Ahora piense que tiene la oportunidad de elegir entre comprar una acción que cotiza por debajo de un euro y otra que lo hace por encima de cien, ¿cuál compra? Muchas personas piensan que una acción que cotiza a precios tan bajos es una gran oportunidad de inversión mientras que otras que cotizan a precios muy altos están muy caras y sobrevaloradas. Nada puede estar más alejado de la realidad. Cuando una empresa cotiza a precios tan bajos suele ser debido a sus muy malos resultados y peores perspectivas de la evolución de su negocio en el futuro. Mientras que acciones que cotizan con precios altos pueden tener mucho valor con un negocio sólido y perspectivas de incrementar su beneficio en el futuro. Tenga cuidado porque lo barato puede salirle muy caro.
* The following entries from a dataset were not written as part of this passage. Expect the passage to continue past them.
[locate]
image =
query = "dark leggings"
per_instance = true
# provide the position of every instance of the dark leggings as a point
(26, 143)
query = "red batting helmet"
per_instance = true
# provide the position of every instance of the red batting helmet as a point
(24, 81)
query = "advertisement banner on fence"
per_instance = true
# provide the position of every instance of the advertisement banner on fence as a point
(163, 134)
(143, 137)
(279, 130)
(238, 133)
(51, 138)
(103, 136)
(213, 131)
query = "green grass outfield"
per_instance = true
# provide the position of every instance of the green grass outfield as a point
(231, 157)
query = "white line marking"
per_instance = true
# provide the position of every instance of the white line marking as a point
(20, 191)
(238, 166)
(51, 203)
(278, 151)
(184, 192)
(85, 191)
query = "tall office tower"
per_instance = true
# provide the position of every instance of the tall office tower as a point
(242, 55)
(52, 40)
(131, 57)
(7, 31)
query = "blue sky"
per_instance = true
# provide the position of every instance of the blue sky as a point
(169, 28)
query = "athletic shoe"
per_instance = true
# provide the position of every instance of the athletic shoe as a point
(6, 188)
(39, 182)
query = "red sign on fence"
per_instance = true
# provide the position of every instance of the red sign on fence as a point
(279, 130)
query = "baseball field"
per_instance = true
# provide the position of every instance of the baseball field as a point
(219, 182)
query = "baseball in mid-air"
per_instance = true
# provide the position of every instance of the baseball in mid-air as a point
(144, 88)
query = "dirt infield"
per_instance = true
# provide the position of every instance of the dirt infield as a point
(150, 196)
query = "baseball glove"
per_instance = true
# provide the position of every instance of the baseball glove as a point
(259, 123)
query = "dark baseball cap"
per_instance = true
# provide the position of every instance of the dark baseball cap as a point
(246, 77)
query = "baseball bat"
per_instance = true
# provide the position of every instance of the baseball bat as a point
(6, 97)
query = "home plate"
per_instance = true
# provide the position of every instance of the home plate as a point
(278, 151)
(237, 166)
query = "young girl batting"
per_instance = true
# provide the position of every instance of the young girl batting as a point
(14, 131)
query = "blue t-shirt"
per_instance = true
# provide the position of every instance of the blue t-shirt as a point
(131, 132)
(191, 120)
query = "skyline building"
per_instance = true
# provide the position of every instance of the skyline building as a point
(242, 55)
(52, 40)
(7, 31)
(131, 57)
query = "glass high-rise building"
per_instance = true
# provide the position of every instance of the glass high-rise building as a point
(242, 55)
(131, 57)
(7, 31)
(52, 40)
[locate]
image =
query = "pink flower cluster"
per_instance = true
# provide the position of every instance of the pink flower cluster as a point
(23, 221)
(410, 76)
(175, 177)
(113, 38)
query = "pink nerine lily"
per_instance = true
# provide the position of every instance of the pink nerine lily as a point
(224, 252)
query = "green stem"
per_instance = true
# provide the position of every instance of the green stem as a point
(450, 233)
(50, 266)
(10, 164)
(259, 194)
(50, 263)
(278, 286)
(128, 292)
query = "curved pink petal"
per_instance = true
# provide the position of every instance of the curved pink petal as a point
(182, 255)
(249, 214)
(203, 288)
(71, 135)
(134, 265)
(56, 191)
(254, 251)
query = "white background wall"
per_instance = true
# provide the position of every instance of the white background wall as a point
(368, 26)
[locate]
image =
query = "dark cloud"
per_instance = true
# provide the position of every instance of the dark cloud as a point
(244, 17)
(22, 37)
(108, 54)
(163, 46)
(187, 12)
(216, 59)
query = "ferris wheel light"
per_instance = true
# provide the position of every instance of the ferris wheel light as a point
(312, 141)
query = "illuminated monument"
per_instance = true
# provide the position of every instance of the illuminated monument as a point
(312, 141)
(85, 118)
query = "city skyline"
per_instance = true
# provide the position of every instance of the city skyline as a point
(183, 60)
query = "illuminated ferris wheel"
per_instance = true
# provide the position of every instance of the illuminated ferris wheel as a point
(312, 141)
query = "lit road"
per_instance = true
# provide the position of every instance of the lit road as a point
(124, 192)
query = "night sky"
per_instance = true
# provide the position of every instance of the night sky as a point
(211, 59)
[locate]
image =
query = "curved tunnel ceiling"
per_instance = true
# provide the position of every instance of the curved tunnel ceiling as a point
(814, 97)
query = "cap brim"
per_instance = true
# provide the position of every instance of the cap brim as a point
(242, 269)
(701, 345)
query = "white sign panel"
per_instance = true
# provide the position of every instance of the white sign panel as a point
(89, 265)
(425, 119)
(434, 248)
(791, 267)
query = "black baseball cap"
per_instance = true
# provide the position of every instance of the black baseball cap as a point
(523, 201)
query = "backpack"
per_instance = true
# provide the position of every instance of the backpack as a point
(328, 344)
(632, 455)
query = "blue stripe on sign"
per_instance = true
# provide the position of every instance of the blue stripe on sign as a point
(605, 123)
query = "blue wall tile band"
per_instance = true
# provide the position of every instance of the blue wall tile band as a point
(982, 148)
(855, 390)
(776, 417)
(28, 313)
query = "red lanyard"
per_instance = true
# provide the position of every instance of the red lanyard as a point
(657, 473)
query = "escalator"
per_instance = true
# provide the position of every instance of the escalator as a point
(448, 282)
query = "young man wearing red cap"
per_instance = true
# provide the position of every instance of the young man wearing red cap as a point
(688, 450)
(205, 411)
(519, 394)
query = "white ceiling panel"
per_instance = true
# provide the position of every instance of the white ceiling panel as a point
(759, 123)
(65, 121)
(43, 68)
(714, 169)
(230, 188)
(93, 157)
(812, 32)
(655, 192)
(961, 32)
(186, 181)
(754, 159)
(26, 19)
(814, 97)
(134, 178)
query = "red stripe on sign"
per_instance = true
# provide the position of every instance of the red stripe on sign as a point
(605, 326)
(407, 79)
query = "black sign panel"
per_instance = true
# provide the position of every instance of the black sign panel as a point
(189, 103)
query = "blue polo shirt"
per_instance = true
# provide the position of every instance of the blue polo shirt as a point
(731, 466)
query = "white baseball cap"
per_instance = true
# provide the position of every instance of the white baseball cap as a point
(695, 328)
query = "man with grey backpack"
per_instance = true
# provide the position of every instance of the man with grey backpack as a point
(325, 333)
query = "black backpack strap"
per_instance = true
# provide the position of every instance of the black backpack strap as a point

¿Saben por qué en los casinos se apuesta con fichas de colores y no con dinero real? Porque nuestro cerebro no asocia las fichas con el dinero, así jugamos más sin darnos cuenta de lo que estamos perdiendo. Al igual que en los casinos, mucha gente opera en los mercados financieros por internet olvidando que, detrás de las luces verdes y rojas de la pantalla de su ordenador, lo que realmente está en juego es su dinero, que tanto esfuerzo nos cuesta conseguir.

En resumen y para concluir, sus inversiones tendrán un serio problema si usted no está entendiendo el lenguaje que hablan los mercados financieros. Por ello le aconsejo que posponga su decisión inversora hasta que aprenda a hablar el mismo idioma que ellos porque, como dijo Albert Einstein, “la formulación de un problema es generalmente más importante que su solución.

Ángel Martín Unzúe Indave es formador en mercados financieros.